Здесь мимо замка с горной кручи 
    Неслась проворная река.
Она неслась в поток могучий, 
    Что ей ревел издалека.

И север шёл дорогой лунной,
    С волшебным светом поспеша.
Казалось, он сулил с фортуной 
    Всё то, что жаждала душа.

Взглянув на небо, еле-еле
    Я подавил животный  страх:
Шагал в обличье менестрели
    Огромный призрак в облаках!
 
И так он глянул с небосвода.
    Что камень дрогнет. Вдалеке 
Святой девиз его – «Свобода» 
    Я  прочитал  на колпаке.

И то, что он пропел, тоскуя,
    И  мёртвый  слышал, как живой.
Ах, песню скорбную такую
    Британцы слышали впервой!

Он пел о прошлом в светлом гимне, 
    Он, плача, пел о наших днях,
И что он молвил, то, увы, мне 
    Не передать в моих стихах.

«Трубы спартанской не ищу
    И нежной лиры эоли́йской.
Свободе песню посвящу,
    Взыскуя арфы колумби́йской!

Обломки рухнувших оков 
Швырните без обиняков
    В лицо тирану и убийце. 
Он никого не устрашит, 
И боле он не сокрушит
    И не растопчет колумби́йца! 
Шумит народ, свободой потрясённый. 
Как радуется он империи спасённой! 
Где человек, подобный Богу,
    Что перед яростной толпой
    И перед бурею слепой 
Не  выкажет свою тревогу? 
Изыди, прочь, ничтожный,  подлый  раб, 
    Коль ты настолько слаб, 
    Что, подчиняясь господину, 
    Ты славишь сам его дубину,
Готовой на тебе оставить след!
    И есть ли в этом благородство?
    И где с Отцом Небесным сходство? 
Все чувства отвечают: «Их тут нет!»
    Свободы и Колу́мбии сыны,
    Грядите же туда, где  вы нужны! 
Никто при вас не смеет посягнуть
    На Человека царственную  суть!
    
    Твой звёздный трон, Альфре́д, 
Когда-то барды окружали, 
Что чувства патриотов выражали. 
Сейчас ты убедиться мог бы в жали,
    Что Англии такой уж больше нет!
Ведь могут же народы строить планы, 
Как отомстить за собственные раны? 
Но Англия твоя, что горестно и странно,
    Им – первый  враг.
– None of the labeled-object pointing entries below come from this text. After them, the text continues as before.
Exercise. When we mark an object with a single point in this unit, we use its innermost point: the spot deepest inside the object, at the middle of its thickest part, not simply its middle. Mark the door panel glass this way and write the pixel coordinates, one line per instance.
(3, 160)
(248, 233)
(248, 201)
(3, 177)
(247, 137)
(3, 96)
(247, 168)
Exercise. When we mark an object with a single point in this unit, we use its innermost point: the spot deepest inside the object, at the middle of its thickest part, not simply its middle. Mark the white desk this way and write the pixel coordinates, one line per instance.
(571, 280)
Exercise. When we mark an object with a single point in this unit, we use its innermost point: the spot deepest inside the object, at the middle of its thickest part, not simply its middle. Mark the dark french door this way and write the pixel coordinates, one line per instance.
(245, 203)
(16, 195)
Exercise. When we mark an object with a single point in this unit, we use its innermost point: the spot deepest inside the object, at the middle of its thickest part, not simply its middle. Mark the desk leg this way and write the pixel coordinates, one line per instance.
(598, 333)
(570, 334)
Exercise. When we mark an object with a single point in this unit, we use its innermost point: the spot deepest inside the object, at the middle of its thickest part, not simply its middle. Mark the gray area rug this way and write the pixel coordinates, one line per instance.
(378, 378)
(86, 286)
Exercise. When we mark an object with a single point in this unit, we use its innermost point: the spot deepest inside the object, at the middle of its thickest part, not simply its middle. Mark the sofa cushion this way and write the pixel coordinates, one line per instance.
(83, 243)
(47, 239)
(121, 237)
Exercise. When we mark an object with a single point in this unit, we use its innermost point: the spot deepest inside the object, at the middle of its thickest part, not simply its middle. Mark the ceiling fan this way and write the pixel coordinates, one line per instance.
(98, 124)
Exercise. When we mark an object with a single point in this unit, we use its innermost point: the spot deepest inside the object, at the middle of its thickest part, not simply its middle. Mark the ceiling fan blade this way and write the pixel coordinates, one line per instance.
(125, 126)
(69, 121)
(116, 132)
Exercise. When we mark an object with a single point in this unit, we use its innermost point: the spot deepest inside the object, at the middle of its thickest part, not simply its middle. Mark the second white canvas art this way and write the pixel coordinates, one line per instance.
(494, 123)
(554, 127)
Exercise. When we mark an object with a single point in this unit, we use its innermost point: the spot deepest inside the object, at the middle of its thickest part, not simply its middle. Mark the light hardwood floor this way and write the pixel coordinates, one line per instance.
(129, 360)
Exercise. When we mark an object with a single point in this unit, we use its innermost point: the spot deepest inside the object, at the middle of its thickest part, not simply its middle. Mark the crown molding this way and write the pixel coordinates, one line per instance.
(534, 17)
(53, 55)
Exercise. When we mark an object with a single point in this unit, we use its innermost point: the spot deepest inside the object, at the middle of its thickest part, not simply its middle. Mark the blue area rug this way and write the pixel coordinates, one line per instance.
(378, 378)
И под своим штандартом
    Она гремит с воинственным азартом: 
«Отныне я иду путём тирана!» 
В сей черный час вся муть пошла со дна. 
Возликовал в геенне сатана. 
В сей черный час наш добрый старый дом
Позором покрывался и стыдом!

О Каледо́ния! Благой предел
 Великих песен и великих дел,
    К тебе я обращаю взор свой влажный:
Душа Свободы, где теперь она? 
В гробнице, где  в седые времена
    Уоллес похоронен был отважный? 
Не должен слышать этого герой!
    Уймитесь, ветры! Стихните скорее:
    Под небесами рея, в эмпире́е
Секреты вы разносите порой!

    Се – Каледо́ния? Она! Она! 
    Тверда, как скалы, и, как  шторм, сильна.
И – ненависть бессмертная во взоре.
    С которой самый гордый из князей.
Столкнувшись, должен был считаться вскоре.
    Был меч грозой непрошеных гостей.
Но – грозный  взгляд угаснул навсегда.
Рука в параличе и никогда
Не вынет меч, когда придёт  нужда!»

© Перевод Евг. Фельдмана
18.07.1999
8.07.2001 (ред.)
Все переводы Евгения Фельдмана

Оригинал или первоисточник на английском языке

Libertie

A Vision

As I stood by yon roofless tower,
  Where the wa’flower scents the dewy air.
Where the howlet mourns in her ivy bower,
  And tells the midnight moon her care;

The winds were laid, the air was still,
  The stars they shot alang the sky;
The fox was howling on the hill,
  And the distant echoing glens reply;

The stream adown the hazelly path
  Was rushing by the ruined wa’s
To join yon river on the strath,
  Whase distant roaring swells an’ fa’s;

The cauld blue north was streaming forth
  Her lights wi’ hissing eerie din;
Athwart the lift they start an’ shift,
  Like fortune’s favours, tint as win;

By heedless chance I turned mine eyes,
  And, by the moonbeam, shook to see
A stern and stalwart ghaist arise,
  Attired as minstrels wont to be;

Had I statue been o’ stane,
  His daring look had daunted me;
And, on his bonnet graved was, plain,
  The sacred posy-LIBERTIE!

And free his harp sic strains did flow
  Might roused the slumbering dead to hear;
But oh! it was a tale of woe
  As ever met a Briton’s ear.

He sang wi’ joy his former day,
  He weeping wailed his latter times;
But what he said it was nae play,
  I winna venture ‘t in my rhymes....

‘No Spartan tube, no Attic shell,
  No lyre Aeolian I awake;
‘Tis liberty’s bold note I swell;
  Thy harp, Columbia, let me take!

See gathering thousands, while I sing,
A broken chain exulting bring,
  And dash it in a tyrant’s face!
And dare him to his very beard,
And tell him he no more is feared,
  No more the despot of Columbia’s race!
A tyrant’s proudest insults braved,
They shout, a people freed; they hail an empire saved!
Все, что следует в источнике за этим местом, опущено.